You see, my husband and I were alone in the car today. Due to my unorganized state of important paperwork at home, I seemed to have misplaced the ever so important folder containing the ever so important stuff needed to start a new job (oh, I didn't mention. Yeah, the hubby quit his old job and started a new one last week/this week). So I had to leave work, go home with him, with the intentions of tearing the house apart to find said folder. And yes, I found it. Phew!

But anyways, we were in the car. Alone. No kids. And we were able to talk. That's right, TALK! Without listening to a Barney DVD playing in the background. Or find a toy....binky....blanket....snack. Or tend to a crying, screaming baby who hates the car. We were able to hold a conversation.

Ummmm, and it was weird.

I had these flashed of "Life before the kiddos..." and thinking, "Wow. THIS is what it was like..."

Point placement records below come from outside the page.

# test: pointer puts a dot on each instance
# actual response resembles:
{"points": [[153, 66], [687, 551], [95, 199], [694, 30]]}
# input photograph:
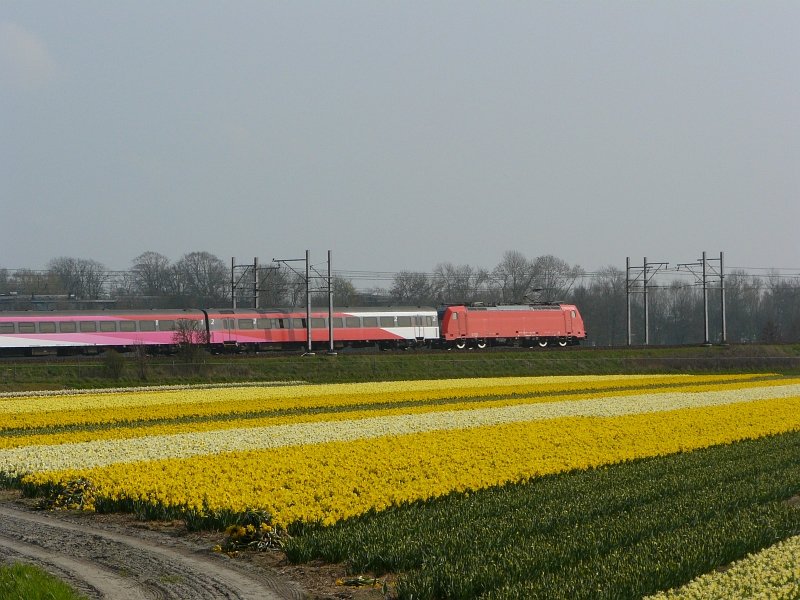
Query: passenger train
{"points": [[453, 326]]}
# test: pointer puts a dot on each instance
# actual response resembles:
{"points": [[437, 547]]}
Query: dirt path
{"points": [[109, 560]]}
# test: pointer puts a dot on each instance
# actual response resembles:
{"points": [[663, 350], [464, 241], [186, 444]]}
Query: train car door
{"points": [[419, 326], [461, 319]]}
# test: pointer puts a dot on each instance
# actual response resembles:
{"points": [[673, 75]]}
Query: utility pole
{"points": [[238, 282], [307, 278], [330, 305], [702, 265], [648, 270]]}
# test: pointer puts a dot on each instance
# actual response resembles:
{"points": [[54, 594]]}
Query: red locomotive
{"points": [[480, 325]]}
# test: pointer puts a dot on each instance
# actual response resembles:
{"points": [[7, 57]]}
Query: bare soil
{"points": [[119, 557]]}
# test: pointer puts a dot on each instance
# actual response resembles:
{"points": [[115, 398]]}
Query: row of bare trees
{"points": [[759, 309]]}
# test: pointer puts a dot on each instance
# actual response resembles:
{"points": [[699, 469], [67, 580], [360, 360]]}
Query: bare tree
{"points": [[459, 283], [30, 283], [515, 275], [152, 274], [80, 278], [554, 277], [409, 287], [204, 278]]}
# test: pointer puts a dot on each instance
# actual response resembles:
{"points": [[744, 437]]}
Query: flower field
{"points": [[325, 460]]}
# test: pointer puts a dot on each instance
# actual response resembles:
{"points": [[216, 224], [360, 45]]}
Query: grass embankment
{"points": [[48, 373], [26, 582]]}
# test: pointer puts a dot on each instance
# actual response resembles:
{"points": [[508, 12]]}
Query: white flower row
{"points": [[205, 394], [771, 573], [17, 461], [147, 388]]}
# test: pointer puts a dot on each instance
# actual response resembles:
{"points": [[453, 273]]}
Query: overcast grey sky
{"points": [[400, 134]]}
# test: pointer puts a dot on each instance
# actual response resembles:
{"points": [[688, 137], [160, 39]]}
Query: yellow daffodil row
{"points": [[102, 452], [771, 573], [330, 475], [177, 426], [132, 407]]}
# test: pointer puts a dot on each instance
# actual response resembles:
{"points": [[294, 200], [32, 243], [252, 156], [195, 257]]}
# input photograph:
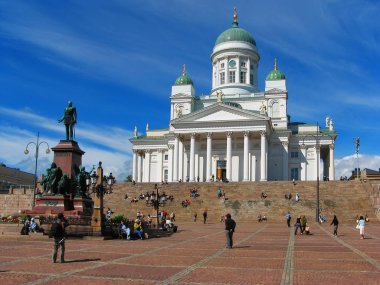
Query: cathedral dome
{"points": [[235, 34], [184, 79], [275, 74]]}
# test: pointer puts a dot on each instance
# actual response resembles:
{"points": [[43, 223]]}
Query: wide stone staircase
{"points": [[346, 199]]}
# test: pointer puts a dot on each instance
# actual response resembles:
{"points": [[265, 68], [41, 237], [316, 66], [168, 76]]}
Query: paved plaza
{"points": [[263, 253]]}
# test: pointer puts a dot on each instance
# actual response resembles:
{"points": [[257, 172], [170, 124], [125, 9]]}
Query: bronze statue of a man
{"points": [[69, 118]]}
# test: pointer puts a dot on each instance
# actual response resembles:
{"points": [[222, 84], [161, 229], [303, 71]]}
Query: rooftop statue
{"points": [[263, 109], [69, 118]]}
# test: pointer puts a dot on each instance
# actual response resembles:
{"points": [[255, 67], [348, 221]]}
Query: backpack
{"points": [[56, 230]]}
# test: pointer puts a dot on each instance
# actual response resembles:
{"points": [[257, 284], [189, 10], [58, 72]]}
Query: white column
{"points": [[134, 166], [229, 156], [208, 157], [332, 165], [147, 166], [285, 161], [139, 166], [175, 163], [227, 71], [304, 163], [159, 170], [181, 154], [170, 162], [192, 157], [263, 157], [248, 70], [246, 157]]}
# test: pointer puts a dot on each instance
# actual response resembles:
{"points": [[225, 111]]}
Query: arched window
{"points": [[275, 110]]}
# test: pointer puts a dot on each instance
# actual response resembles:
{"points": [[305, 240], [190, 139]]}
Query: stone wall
{"points": [[15, 200]]}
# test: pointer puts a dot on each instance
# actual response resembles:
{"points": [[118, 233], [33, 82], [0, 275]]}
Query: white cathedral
{"points": [[236, 133]]}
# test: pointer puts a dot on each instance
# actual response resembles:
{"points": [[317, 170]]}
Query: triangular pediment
{"points": [[275, 90], [220, 112]]}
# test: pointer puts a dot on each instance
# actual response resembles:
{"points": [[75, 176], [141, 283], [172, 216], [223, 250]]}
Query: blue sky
{"points": [[117, 60]]}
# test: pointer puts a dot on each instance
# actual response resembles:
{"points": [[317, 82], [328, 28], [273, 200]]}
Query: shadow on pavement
{"points": [[82, 260]]}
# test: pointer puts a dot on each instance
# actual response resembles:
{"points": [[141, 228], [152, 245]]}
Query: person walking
{"points": [[335, 222], [195, 216], [230, 225], [297, 225], [288, 217], [361, 225], [58, 231], [303, 223], [205, 216]]}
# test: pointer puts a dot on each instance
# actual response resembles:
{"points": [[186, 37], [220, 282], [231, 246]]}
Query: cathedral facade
{"points": [[236, 133]]}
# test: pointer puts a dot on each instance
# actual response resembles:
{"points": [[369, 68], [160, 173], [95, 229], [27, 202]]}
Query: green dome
{"points": [[184, 79], [275, 74], [235, 34]]}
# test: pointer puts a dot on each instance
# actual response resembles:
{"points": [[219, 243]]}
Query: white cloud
{"points": [[109, 145]]}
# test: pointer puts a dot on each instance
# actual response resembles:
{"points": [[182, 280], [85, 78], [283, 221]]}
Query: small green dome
{"points": [[275, 74], [184, 79], [235, 34]]}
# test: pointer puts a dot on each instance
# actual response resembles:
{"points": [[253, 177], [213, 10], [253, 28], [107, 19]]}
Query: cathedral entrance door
{"points": [[221, 170]]}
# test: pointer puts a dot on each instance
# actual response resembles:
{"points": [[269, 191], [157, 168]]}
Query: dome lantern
{"points": [[184, 79], [275, 74]]}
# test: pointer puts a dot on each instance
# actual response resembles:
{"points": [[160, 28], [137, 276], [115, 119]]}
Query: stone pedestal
{"points": [[52, 205], [67, 154]]}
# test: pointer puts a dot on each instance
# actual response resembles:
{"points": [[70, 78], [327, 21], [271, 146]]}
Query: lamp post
{"points": [[317, 138], [99, 184], [37, 148], [357, 145], [156, 204]]}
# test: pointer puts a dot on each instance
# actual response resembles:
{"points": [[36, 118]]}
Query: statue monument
{"points": [[69, 118]]}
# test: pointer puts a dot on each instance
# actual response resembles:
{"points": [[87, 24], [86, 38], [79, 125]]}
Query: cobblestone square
{"points": [[196, 254]]}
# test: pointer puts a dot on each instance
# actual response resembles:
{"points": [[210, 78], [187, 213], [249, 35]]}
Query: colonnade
{"points": [[141, 166], [180, 166]]}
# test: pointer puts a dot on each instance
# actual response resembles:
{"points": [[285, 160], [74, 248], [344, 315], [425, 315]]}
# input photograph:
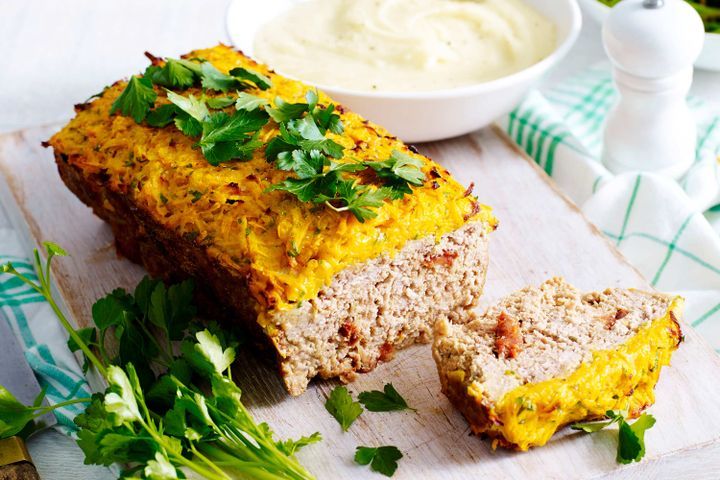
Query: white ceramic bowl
{"points": [[709, 58], [431, 115]]}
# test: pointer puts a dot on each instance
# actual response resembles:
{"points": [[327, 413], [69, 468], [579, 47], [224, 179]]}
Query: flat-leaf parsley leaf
{"points": [[381, 459], [341, 406], [136, 100], [631, 437]]}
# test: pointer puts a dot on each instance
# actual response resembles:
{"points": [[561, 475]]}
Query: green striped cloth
{"points": [[669, 230], [39, 332]]}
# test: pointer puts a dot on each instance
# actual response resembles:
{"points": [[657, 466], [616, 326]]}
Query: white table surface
{"points": [[55, 54]]}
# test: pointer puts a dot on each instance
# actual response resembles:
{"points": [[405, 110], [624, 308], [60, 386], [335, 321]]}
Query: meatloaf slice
{"points": [[547, 356], [331, 294]]}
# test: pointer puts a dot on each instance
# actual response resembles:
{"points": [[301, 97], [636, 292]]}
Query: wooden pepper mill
{"points": [[652, 45]]}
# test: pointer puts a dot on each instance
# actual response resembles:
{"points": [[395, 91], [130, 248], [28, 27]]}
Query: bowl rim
{"points": [[529, 72]]}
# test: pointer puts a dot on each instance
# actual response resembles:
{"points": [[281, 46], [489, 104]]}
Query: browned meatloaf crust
{"points": [[330, 294], [361, 318]]}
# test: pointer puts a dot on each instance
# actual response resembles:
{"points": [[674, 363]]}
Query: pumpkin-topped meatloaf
{"points": [[547, 356], [313, 226]]}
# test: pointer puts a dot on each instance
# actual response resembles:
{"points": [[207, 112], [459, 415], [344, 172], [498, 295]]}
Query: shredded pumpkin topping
{"points": [[287, 249]]}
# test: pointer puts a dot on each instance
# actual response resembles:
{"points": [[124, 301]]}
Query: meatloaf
{"points": [[547, 356], [332, 295]]}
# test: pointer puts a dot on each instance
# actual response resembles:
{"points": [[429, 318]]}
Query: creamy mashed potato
{"points": [[405, 45]]}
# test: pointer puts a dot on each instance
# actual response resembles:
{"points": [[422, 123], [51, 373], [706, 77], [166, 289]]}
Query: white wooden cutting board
{"points": [[541, 234]]}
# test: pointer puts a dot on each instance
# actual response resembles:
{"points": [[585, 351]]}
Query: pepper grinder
{"points": [[652, 45]]}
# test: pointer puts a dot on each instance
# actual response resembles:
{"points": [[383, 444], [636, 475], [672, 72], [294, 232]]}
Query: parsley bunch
{"points": [[189, 418]]}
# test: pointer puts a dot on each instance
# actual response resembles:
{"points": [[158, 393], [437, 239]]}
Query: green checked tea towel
{"points": [[40, 334], [668, 230], [44, 342]]}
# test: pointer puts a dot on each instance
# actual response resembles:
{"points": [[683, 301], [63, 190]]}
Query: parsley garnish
{"points": [[159, 423], [174, 74], [386, 401], [384, 459], [302, 145], [399, 172], [247, 101], [341, 406], [136, 100], [631, 437], [243, 74], [221, 102], [227, 137]]}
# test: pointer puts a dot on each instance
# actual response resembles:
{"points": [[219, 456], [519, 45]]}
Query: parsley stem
{"points": [[44, 289], [206, 460], [49, 408], [73, 334]]}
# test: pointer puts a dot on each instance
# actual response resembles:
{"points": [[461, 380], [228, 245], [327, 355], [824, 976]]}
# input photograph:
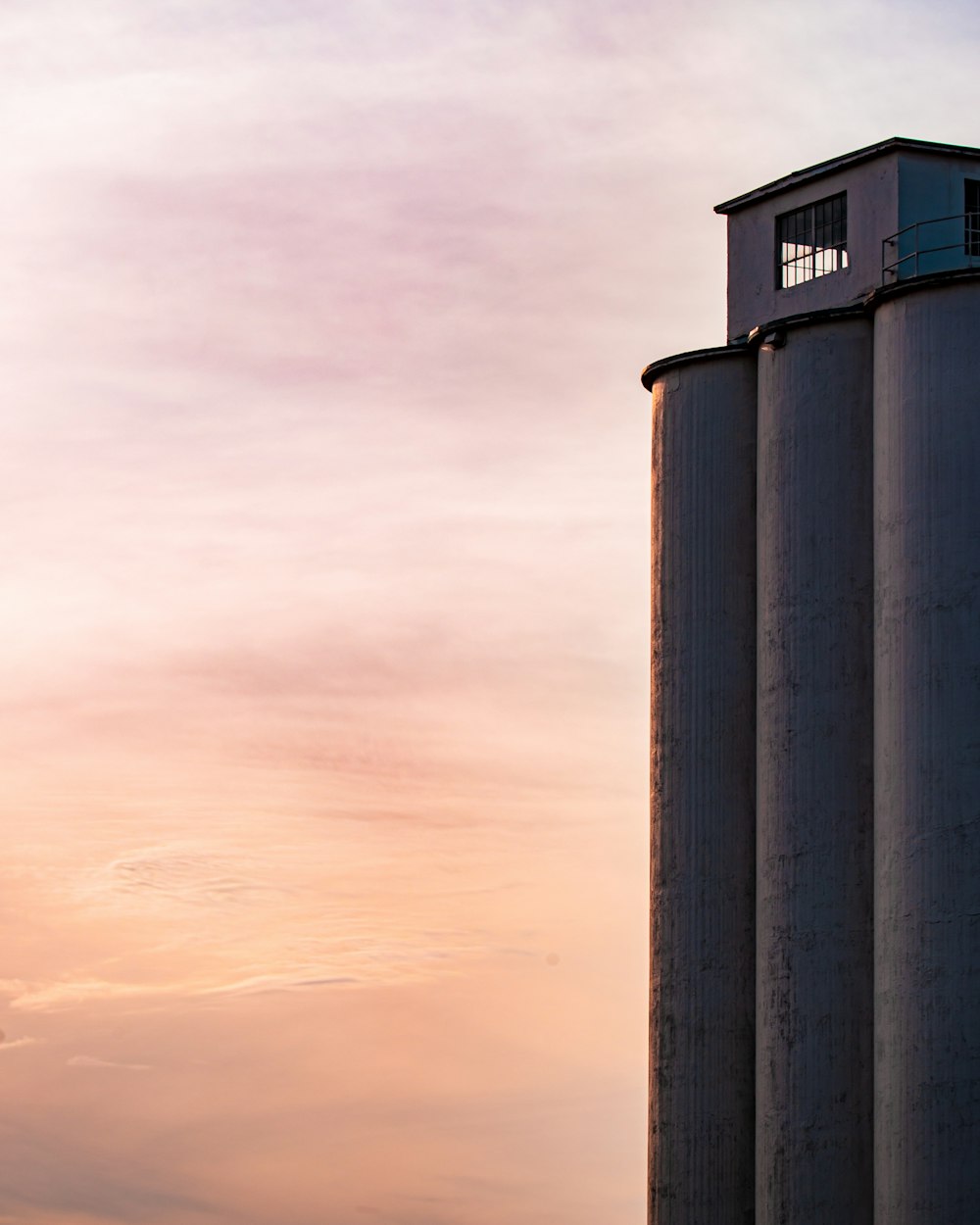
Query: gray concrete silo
{"points": [[702, 880], [927, 753], [847, 403], [813, 1140]]}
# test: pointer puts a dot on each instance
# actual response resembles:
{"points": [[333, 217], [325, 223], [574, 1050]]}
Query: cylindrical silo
{"points": [[702, 772], [927, 754], [813, 952]]}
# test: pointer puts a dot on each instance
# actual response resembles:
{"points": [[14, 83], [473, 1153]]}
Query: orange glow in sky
{"points": [[323, 621]]}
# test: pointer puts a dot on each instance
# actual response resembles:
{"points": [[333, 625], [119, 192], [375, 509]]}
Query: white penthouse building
{"points": [[814, 1005]]}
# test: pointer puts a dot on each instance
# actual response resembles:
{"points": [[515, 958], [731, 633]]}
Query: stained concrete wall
{"points": [[702, 882], [927, 756], [813, 1089]]}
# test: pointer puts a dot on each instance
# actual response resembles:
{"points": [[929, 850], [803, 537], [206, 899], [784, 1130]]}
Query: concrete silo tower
{"points": [[814, 1020]]}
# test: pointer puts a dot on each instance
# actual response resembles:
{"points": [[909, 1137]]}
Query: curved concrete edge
{"points": [[867, 305], [685, 359]]}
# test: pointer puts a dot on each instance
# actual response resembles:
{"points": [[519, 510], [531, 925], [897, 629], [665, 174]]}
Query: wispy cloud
{"points": [[91, 1061]]}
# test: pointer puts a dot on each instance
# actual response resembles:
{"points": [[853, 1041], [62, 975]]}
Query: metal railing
{"points": [[958, 248]]}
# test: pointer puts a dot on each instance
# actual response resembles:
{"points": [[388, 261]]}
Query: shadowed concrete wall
{"points": [[704, 680], [927, 756], [813, 1138]]}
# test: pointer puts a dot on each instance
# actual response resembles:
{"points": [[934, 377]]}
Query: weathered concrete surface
{"points": [[813, 1089], [702, 882], [927, 758]]}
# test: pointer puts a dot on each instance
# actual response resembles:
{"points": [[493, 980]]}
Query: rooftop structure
{"points": [[814, 655], [831, 234]]}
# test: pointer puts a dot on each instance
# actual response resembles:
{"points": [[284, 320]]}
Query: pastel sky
{"points": [[323, 623]]}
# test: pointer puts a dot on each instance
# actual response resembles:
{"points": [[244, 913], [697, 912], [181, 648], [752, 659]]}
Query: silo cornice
{"points": [[662, 366]]}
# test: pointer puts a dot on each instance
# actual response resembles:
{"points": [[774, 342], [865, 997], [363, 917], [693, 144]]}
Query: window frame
{"points": [[836, 229], [971, 217]]}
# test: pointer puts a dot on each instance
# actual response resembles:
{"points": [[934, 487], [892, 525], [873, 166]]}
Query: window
{"points": [[971, 215], [812, 241]]}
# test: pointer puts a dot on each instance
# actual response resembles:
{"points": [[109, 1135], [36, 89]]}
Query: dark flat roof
{"points": [[838, 163]]}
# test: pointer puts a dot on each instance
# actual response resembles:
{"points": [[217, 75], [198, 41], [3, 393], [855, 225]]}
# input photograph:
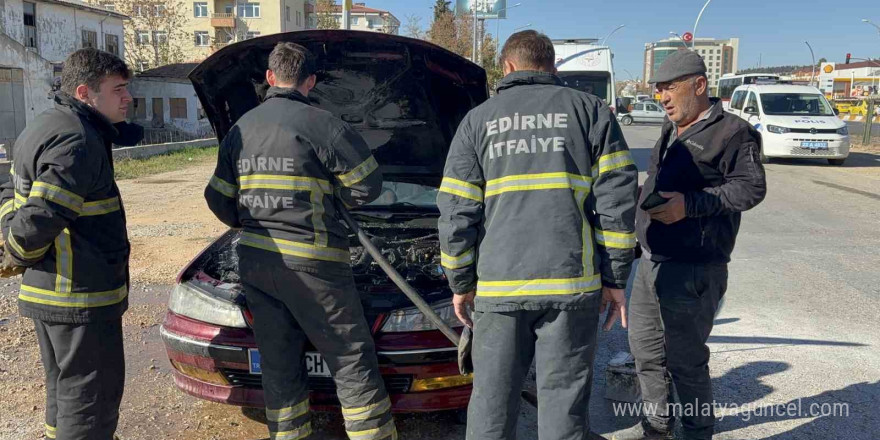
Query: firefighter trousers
{"points": [[85, 377], [671, 313], [562, 344], [291, 308]]}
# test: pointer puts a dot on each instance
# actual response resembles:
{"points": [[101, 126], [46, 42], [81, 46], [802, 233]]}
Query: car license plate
{"points": [[315, 365], [815, 145]]}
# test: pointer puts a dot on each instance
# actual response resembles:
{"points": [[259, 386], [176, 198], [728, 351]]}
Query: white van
{"points": [[794, 121], [584, 65]]}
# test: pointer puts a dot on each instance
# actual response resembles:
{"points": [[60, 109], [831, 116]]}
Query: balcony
{"points": [[223, 20]]}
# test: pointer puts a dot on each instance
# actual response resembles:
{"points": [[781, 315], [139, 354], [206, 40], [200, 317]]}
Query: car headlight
{"points": [[193, 302], [412, 320], [777, 129]]}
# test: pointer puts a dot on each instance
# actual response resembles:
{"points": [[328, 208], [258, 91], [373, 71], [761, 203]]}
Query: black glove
{"points": [[8, 268]]}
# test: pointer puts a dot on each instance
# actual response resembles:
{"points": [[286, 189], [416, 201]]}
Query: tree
{"points": [[413, 27], [326, 12], [441, 7], [155, 33]]}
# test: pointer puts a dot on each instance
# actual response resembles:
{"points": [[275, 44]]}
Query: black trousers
{"points": [[85, 377], [291, 308], [562, 344], [671, 312]]}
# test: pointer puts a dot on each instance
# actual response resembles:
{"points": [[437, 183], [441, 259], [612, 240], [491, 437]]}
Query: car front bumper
{"points": [[789, 145], [211, 363]]}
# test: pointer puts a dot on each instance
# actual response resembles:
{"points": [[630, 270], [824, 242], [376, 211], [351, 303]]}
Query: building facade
{"points": [[364, 18], [720, 56], [36, 36]]}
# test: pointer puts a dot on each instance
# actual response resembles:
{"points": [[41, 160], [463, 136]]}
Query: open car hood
{"points": [[406, 97]]}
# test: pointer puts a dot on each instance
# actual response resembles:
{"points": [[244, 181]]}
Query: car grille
{"points": [[395, 384], [798, 151]]}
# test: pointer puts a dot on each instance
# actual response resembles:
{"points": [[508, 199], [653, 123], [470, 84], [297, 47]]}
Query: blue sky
{"points": [[775, 30]]}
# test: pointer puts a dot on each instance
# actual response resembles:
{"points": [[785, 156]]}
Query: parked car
{"points": [[406, 97], [647, 112], [794, 121]]}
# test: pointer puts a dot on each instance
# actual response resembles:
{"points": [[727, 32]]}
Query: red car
{"points": [[406, 97]]}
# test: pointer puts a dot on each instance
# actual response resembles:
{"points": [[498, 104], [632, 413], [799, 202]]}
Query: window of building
{"points": [[138, 108], [178, 108], [200, 9], [111, 44], [160, 38], [143, 37], [249, 10], [30, 24], [90, 39], [202, 38]]}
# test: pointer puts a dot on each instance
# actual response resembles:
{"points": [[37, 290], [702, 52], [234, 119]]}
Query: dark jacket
{"points": [[280, 169], [716, 165], [537, 201], [62, 217]]}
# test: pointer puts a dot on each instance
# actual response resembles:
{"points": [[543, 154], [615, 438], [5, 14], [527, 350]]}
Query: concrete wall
{"points": [[59, 28], [38, 75], [149, 88]]}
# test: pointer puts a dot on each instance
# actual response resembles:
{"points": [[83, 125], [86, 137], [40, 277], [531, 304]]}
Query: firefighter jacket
{"points": [[62, 217], [716, 165], [538, 198], [278, 172]]}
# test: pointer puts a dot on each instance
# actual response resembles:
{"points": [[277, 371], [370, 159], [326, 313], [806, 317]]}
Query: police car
{"points": [[794, 121]]}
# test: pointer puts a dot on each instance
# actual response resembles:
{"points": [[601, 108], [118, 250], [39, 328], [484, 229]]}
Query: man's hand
{"points": [[614, 300], [671, 211], [463, 304]]}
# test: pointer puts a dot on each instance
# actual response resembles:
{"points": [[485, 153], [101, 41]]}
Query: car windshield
{"points": [[795, 104], [399, 193], [594, 83]]}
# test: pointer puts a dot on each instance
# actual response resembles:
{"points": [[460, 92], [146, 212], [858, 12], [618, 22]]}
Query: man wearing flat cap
{"points": [[704, 172]]}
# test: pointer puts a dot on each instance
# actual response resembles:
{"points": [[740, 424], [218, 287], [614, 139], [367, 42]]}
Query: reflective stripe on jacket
{"points": [[62, 217], [278, 172], [538, 198]]}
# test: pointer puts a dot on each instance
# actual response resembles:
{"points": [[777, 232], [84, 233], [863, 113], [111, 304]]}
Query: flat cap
{"points": [[680, 64]]}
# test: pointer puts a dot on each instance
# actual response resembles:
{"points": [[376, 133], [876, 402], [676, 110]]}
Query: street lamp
{"points": [[813, 73], [696, 23], [498, 25], [683, 43], [865, 20], [611, 33]]}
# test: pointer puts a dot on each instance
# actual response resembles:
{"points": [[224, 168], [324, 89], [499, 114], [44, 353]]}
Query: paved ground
{"points": [[798, 327]]}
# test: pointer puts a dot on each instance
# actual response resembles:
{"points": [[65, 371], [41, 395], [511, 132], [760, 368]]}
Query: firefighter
{"points": [[64, 227], [538, 198], [279, 170], [707, 167]]}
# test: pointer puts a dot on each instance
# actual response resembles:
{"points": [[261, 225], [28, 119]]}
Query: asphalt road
{"points": [[799, 324]]}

We haven't spent much time alone, can you tell? It got me to thinking about how I forgot what it was like before the kids. And how if we don't start working on it NOW, we are gonna have a REAL problem later in life....

So....yeah, more alone time for me and hubs is in order....that is....

after Christmas.....

and yes, THAT is all part of parenting.....being unorganized....

and yes, that's okay.

2 comments:

sheena@sophistishe.com said...

We have those moments when Boogie is sleeping and it is totally quiet in the house. Every two weeks Boogie's grandparents come to get him for the weekend, so that we can have time together even if it means getting work done.

Together We Save said...

Just stopping by to wish you a very Merry Christmas.